Throughout his career, Trump has always felt comfortable operating at or beyond the ethical boundaries that constrain typical businesses. In the 1980s, he worked with La Cosa Nostra, which controlled the NY cement trade, and later employed Michael Cohen and Felix Sater, both of whom have links to the RussianMafia. Trump habitually refused to pay his counterparties, and if the people he burned got in his way, he bullied them with threats.
He maintains a fanatical secrecy about his finances and has paid out numerous settlements to silence women. The combination of a penchant for compromising behavior, a willingness to work closely with criminals, and a desire to protect aspects of his privacy makes him the ideal blackmail target.
It is not difficult to imagine that Russia quickly had something on Trump, from either exploits during his 1987 visit or any subsequent embarrassing behavior KGB assets might have uncovered. But the other leverage Russia enjoyed over Trump for at least 15 years is indisputable — in fact, his family has admitted to it multiple times.
After a series of financial reversals and his brazen abuse of bankruptcy laws, Trump found it impossible to borrow from American banks and grew heavily reliant on unconventional sources of capital. Russian cash proved his salvation. From 2003 to 2017, people from the former USSR made 86 all-cash purchases — a red flag of potential money laundering — of Trump properties, totaling $109 million. In 2010, the private-wealth division of Deutsche Bank also loaned him hundreds of millions of dollars during the same period it was laundering billions in Russian money. “Russians make up a pretty disproportionate cross-section of a lot of our assets,” said Donald Jr. in 2008. “We don’t rely on American banks. We have all the funding we need out of Russia,” boasted Eric Trump in 2014.
Since Putin, a former KGB agent, rose to power in 1999, money has become a key source of Russian political leverage.

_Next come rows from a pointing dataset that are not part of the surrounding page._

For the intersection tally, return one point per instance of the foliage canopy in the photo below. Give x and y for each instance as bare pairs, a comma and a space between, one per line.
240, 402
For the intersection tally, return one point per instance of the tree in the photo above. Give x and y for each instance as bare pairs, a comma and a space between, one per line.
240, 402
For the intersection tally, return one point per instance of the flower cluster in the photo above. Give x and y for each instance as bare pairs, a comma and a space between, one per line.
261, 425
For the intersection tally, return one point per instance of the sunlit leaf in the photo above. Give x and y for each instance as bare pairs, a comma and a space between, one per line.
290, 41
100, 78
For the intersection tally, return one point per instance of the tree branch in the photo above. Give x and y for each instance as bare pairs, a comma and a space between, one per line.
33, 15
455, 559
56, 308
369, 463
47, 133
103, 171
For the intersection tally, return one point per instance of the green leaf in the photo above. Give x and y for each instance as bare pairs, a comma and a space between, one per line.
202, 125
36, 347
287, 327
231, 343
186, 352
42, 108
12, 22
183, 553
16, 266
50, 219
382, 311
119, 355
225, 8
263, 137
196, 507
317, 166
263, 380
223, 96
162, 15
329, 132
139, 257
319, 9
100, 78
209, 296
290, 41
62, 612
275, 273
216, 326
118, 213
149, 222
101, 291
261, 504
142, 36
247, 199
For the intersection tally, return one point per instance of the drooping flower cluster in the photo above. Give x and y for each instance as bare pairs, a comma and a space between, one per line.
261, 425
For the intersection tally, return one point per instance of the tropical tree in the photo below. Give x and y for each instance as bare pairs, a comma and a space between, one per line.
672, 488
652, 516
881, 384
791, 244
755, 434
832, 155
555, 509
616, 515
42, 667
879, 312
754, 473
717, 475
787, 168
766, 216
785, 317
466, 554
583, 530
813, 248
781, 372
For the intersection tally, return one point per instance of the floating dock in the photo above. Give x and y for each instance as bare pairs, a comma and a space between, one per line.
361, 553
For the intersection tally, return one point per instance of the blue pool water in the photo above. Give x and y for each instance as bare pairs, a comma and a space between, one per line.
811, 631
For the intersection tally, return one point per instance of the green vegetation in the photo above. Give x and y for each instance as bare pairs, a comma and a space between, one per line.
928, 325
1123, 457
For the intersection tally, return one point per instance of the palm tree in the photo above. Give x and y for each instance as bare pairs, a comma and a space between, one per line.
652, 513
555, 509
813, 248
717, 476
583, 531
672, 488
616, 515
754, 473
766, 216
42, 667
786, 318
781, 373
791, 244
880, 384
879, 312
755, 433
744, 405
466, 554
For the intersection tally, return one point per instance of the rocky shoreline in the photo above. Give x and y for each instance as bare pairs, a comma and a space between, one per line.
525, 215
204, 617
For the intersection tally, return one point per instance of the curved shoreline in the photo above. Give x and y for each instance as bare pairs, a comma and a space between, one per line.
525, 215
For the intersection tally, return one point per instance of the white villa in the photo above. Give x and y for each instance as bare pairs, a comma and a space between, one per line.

Shady business transactions offer the perfect cover for covert payments, since just about the entire Russian economy is shady. Trump’s adamant refusal to disclose his tax returns has many possible explanations, but none is more obvious than the prospect that he is hiding what are effectively bribes.
In July 2013, Trump visited Moscow again. If the Russians did not have a back-channel relationship or compromising file on Trump 30 years ago, they very likely obtained one then.
The first intimations that Trump might harbor a dark secret involving Russia originated among America’s European allies, which, being situated closer to Russia, have had more experience fending off its nefarious encroachments.
In July 2016, a loose-knit community of computer scientists and cybersecurity experts discovered a strange pattern of online traffic between two computer servers. One of those servers belonged to Alfa Bank in Moscow and the other to the Trump Organization. Alfa Bank’s owners had assumed an unforeseen level of prominence and influence in the economic and political affairs of their nation.
The analysts noted that the traffic between the two servers occurred during office hours in New York and Moscow and spiked in correspondence with major campaign events, suggesting it entailed human communication rather than bots. More suspiciously, after NYTimes reporter Eric Lichtblau asked Alfa Bank about it, but BEFORE he brought it up with the Trump campaign, the server in Trump Tower shut down. The timing strongly implied Alfa Bank was communicating with Trump.
In the summer of 2016, one of the Baltic states shared with then CIA director, John Brennan an audio recording of Russians discussing funneling money to the Trump campaign. In the summer of 2016, Robert Hannigan, head of the UK Intelligency agency GCHQ, flew to Washington to brief Brennan personally on intercepted communications between the Trump campaign and Russia.
What Brennan learned obviously unsettled him profoundly. In congressional testimony on Russian election interference, Brennan hinted that some Americans might have betrayed their country. "Individuals who go along a treasonous path," he warned, do not even realize they're along that path until it gets to be a bit too late."